How odd that she would confess this to Rebecca now when she’d been entirely unable to talk to Samuel about this.

The younger woman knit her brows. “I think I understand. You can never lay down your burdens. There’s no one you trust to carry them for you.”

“Yes. Yes, that’s it,” Emeline exclaimed in relief.

“But…” Rebecca gazed up at her, puzzled. “You plan to marry Lord Vale soon.”

“It won’t matter. I love Jasper as a brother, but marriage to him won’t change a whit the way I live and conduct my life. If he leaves me or dies as the others have, I will be just the same.”

Rebecca stared at her silently. Outside the sitting room, voices murmured in the hall.

“You’re afraid Samuel will die,” Rebecca murmured. “You love him and you’re too afraid to commit yourself to him.”

Emeline blinked. Fear seemed such a childish, cowardly reason to reject Samuel. That couldn’t be right. She tried to explain. “No, I—”

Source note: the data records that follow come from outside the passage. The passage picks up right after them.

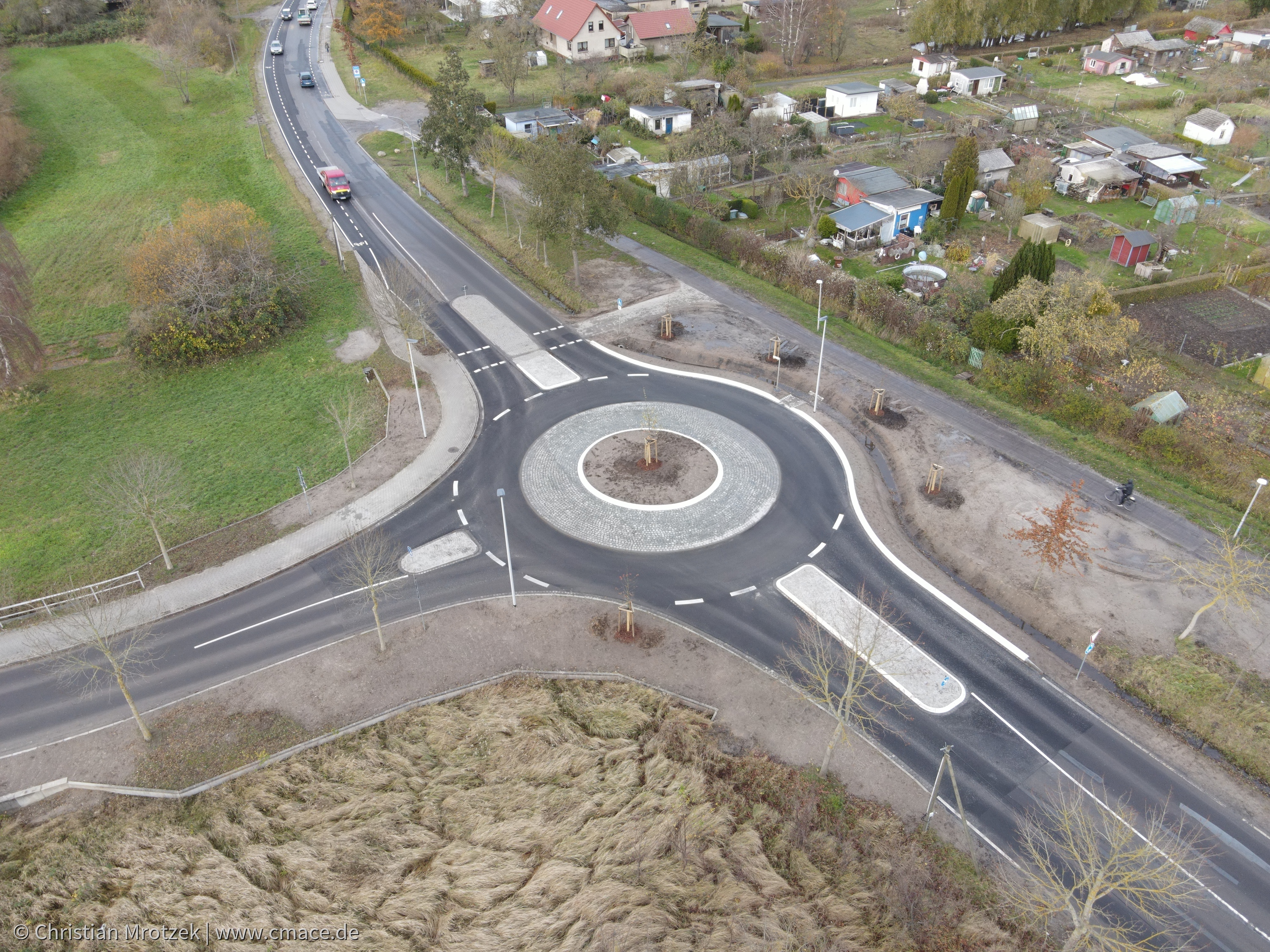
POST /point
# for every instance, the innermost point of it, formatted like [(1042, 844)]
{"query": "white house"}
[(851, 99), (577, 30), (931, 65), (1211, 127), (663, 120), (977, 82)]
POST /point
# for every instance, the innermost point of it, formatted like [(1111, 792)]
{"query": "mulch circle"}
[(889, 419), (944, 499)]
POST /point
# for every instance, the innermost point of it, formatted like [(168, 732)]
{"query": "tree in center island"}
[(454, 126)]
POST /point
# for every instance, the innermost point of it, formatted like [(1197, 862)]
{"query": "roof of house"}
[(858, 216), (1107, 58), (903, 198), (1208, 120), (564, 18), (1133, 37), (1138, 238), (874, 179), (1162, 46), (995, 160), (980, 73), (1118, 138), (660, 112), (853, 89), (653, 25)]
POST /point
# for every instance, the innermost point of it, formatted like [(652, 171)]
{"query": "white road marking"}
[(294, 611)]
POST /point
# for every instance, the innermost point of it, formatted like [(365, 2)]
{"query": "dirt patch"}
[(615, 468), (1221, 320), (204, 740)]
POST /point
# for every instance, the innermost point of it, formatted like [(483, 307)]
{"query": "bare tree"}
[(1080, 853), (21, 351), (348, 414), (367, 561), (1232, 578), (841, 674), (94, 645), (143, 487)]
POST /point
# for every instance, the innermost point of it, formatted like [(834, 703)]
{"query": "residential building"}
[(1109, 64), (531, 124), (662, 32), (933, 65), (577, 30), (977, 82), (851, 99), (1211, 127), (1202, 30), (859, 181), (995, 168), (663, 120)]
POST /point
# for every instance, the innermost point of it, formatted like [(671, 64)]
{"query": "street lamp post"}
[(507, 545), (416, 381), (823, 324), (1262, 482)]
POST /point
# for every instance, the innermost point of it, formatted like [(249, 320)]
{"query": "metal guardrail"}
[(47, 603)]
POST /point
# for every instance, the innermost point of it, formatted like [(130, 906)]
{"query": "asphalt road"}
[(1015, 738)]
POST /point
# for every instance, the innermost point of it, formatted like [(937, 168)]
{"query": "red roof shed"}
[(1132, 247)]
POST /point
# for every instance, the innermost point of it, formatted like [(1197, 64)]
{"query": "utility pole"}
[(930, 808), (823, 324), (507, 546), (416, 381)]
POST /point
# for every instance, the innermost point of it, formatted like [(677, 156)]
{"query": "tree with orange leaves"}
[(1058, 540)]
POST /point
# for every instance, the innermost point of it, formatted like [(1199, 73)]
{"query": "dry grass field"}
[(533, 815)]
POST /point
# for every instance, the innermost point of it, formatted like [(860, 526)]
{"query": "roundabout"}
[(588, 478)]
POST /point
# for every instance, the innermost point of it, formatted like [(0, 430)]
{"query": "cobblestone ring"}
[(745, 490)]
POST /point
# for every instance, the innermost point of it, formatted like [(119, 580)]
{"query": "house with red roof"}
[(577, 30), (661, 31)]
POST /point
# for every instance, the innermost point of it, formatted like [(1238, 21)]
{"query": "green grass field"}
[(121, 157)]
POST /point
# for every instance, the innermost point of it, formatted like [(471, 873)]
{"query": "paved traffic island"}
[(686, 512)]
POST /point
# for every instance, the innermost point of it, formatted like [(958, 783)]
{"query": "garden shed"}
[(1039, 228), (1164, 407), (1131, 248), (1176, 211)]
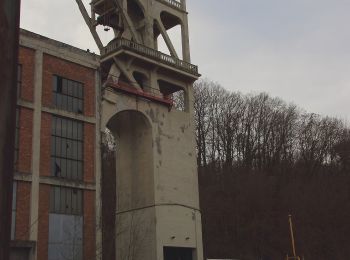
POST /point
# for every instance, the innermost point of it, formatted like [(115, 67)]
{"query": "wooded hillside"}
[(261, 159)]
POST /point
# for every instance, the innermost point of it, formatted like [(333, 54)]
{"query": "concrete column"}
[(34, 205), (185, 39), (98, 169)]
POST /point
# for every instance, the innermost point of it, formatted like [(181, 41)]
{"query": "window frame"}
[(68, 94), (67, 133)]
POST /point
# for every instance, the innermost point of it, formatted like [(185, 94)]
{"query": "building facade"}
[(55, 213)]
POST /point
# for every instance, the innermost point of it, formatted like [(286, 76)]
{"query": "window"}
[(177, 253), (65, 224), (17, 136), (19, 80), (68, 95), (14, 209), (67, 148)]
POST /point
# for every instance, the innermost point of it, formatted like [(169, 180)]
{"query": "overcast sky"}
[(298, 50)]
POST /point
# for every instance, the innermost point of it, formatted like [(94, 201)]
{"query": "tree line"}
[(261, 159), (258, 132)]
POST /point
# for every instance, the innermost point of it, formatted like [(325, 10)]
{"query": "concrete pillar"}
[(98, 169), (34, 199), (185, 40)]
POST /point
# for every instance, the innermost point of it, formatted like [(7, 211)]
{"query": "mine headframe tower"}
[(157, 206)]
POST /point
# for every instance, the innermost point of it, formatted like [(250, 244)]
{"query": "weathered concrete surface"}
[(157, 187)]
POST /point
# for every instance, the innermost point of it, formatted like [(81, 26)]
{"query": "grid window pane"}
[(66, 200), (67, 148), (68, 94)]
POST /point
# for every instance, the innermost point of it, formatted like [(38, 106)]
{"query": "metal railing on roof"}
[(117, 44), (174, 3)]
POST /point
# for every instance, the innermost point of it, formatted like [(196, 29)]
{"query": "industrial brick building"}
[(55, 210)]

The door to the sitting room opened. Emeline turned, frowning, at the interruption. A maid entered, bearing a tray of tea. Immediately behind her was Mr. Thornton.

Dear Lord, what was the man doing here?

The little man advanced into the room, his face wreathed in a smile. He had smiled each time she’d seen him previously, but now the expression seemed twisted, not quite right. It was as if he sought to conceal the terrible thoughts in his brain by hiding behind a cheerful facade. Why had she never noticed it before? Was his self-control slipping, or had her new knowledge colored her perceptions of the man?

“I hope you don’t mind my entering unannounced,” Mr. Thornton said. “I’ve come to call upon Mr. Hartley.”

“I’m afraid my brother isn’t here,” Rebecca said. “In fact, I believe that he’s gone to see your shop, Mr. Thornton, on Starling Lane. No, I’m sorry.” The girl shook her head in irritation. “That’s where he went yesterday. Today he’s looking for you on Dover Street.”